Are Surrogate Primary Keys needed on a Fact table in a Data Warehouse?

https://stackoverflow.com/questions/930246

06-09-2019
|

Question

When I asked our DB designers why our Fact table do not have a PK, I was told that there is no set of columns in the table that would uniquely identify a record, even if all the columns were selected. Whenb I suggested that we an an identity column in that case I was told that "I'd just be wasting space and that it wasn't needed."

My feeling is that every table in the source system should have a PK, even if it is an identity column. Given that the data warehouse (DW) is a recipient of data from other system-how would I otherwise be able to ensure that the data in the DW accurately reflects what is in the source system if there is no way to tie individual records?

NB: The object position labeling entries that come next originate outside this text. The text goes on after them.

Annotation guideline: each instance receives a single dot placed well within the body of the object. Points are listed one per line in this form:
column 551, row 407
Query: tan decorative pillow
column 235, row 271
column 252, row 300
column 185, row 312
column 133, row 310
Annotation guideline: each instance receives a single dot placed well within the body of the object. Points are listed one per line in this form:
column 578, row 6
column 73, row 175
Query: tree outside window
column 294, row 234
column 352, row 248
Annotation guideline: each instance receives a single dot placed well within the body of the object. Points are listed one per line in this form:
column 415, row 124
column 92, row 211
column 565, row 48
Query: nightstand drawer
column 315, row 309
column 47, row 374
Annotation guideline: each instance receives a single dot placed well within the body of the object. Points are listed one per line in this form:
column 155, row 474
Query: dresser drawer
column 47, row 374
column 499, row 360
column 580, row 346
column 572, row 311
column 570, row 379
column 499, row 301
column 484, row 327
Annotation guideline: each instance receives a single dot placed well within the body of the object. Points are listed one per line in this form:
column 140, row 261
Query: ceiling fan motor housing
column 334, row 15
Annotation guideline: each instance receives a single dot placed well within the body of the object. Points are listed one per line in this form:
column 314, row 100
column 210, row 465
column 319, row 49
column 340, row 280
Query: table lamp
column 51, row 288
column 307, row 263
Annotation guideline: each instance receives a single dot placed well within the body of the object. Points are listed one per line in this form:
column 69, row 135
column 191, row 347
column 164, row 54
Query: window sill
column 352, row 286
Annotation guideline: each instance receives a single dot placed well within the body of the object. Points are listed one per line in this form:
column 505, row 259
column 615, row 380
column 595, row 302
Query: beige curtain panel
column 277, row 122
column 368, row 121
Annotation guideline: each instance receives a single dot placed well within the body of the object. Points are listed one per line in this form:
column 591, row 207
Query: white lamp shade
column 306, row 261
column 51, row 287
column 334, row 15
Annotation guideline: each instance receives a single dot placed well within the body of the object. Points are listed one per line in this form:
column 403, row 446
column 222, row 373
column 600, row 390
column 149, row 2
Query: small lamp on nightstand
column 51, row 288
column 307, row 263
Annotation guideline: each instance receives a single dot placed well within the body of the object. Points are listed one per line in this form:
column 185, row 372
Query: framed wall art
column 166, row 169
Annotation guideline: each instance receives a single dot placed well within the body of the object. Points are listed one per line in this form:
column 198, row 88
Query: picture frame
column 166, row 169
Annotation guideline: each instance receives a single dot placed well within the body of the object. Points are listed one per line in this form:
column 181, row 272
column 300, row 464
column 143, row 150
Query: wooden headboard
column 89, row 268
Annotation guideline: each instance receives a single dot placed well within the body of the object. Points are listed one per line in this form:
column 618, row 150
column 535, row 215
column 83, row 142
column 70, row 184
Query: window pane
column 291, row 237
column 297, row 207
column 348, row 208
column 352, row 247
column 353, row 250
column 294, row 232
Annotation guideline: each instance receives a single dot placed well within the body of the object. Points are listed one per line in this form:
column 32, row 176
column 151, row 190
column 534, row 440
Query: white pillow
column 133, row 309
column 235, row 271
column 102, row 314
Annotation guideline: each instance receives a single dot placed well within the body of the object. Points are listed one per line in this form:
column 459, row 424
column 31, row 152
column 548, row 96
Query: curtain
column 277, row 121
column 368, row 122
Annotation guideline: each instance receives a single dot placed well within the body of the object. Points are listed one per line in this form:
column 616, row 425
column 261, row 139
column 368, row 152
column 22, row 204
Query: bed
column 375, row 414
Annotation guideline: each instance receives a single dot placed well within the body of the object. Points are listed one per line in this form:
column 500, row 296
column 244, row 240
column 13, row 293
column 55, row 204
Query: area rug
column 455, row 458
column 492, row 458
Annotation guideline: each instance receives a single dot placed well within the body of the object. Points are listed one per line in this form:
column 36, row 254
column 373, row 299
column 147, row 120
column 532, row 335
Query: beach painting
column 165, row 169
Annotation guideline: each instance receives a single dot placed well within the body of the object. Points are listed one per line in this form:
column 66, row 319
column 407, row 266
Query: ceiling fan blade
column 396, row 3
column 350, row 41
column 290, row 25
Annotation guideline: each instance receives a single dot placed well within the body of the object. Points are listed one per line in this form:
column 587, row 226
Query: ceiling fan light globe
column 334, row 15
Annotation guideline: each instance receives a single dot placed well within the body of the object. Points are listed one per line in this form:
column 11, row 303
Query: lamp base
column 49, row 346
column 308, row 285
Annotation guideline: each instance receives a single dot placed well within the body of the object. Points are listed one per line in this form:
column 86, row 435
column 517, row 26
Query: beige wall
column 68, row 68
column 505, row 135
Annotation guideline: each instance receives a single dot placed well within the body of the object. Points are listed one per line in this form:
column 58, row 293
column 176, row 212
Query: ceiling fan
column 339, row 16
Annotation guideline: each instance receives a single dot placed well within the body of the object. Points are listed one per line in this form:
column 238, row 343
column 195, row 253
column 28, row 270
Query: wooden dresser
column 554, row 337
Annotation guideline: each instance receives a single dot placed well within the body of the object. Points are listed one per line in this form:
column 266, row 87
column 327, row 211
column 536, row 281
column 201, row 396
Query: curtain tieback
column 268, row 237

If you have a runaway load program that screws up data and has run for a week, how would you reconcile the differences with a live transaction source system w/o some sort of unique constraint to compare?

Solution

Database table without primary key seems like a poor design choice and making lots of room for different types of anomalies i.e. how would you delete or update single record in such table?

OTHER TIPS

A data warehouse is not necessarily a relational data store, although you may choose to make it one, so relational definitions don't necessarily apply.

A primary key is only required if you want to do something with the data that requires a unique identifier (like trace it to a source, but that's not always required or necessary or even possible anyway); and data in a data warehouse can often be used in ways that don't require primary keys. Specifically, you may not need to distinguish rows from each other. Most often for constructing aggregate values.

Time is not a required dimension in constructing data warehouse tables.

It may be psychologically uncomfortable, and wasted space is a trivial issue, but your colleague is correct - PKs aren't necessary.

An identity type column is a "surrogate" key that replaces one of your "candidate" keys (simply put). Adding a surrogate key columns adds nothing if you can't identify a row without it. Which requires a candidate key.

You should at least have a natural key on the fact table so you can identify rows and reconcile them against source or track changes where this is necessary.

On SQL Server an identity column gives you a surrogate key for free and on other systems using sequences (e.g. Oracle) it can be added fairly easily. Surrogate fact table keys can be useful for various different reasons. Some possible applications are:

Some tools like to have numeric keys on fact tables, preferably monotonically increasing ones. An example of this is MS SQL Server Analysis Services, which really likes to have a numeric, monotonically increasing key for fact tables used to populate measure groups. This is especially required for incremental loads.
If you have any relationships between fact tables (for example a written - earned premium breakdown for those familiar with Insurance) then a synthetic key is helpful here.
If you have dimensions living in a M:M relationship with a fact table (e.g. ICD codes) then a numeric key on the fact table simplifies this.
If you have any self-join requirements for transactions (e.g. certain transactions being corrections to others) then a synthetic key will simplify working with these.
If you do contra-restate operations within your data warehouse (i.e. handle changes to transactional data by generating reversals and re-stating the row) then you can have multiple fact table rows for the same natural key.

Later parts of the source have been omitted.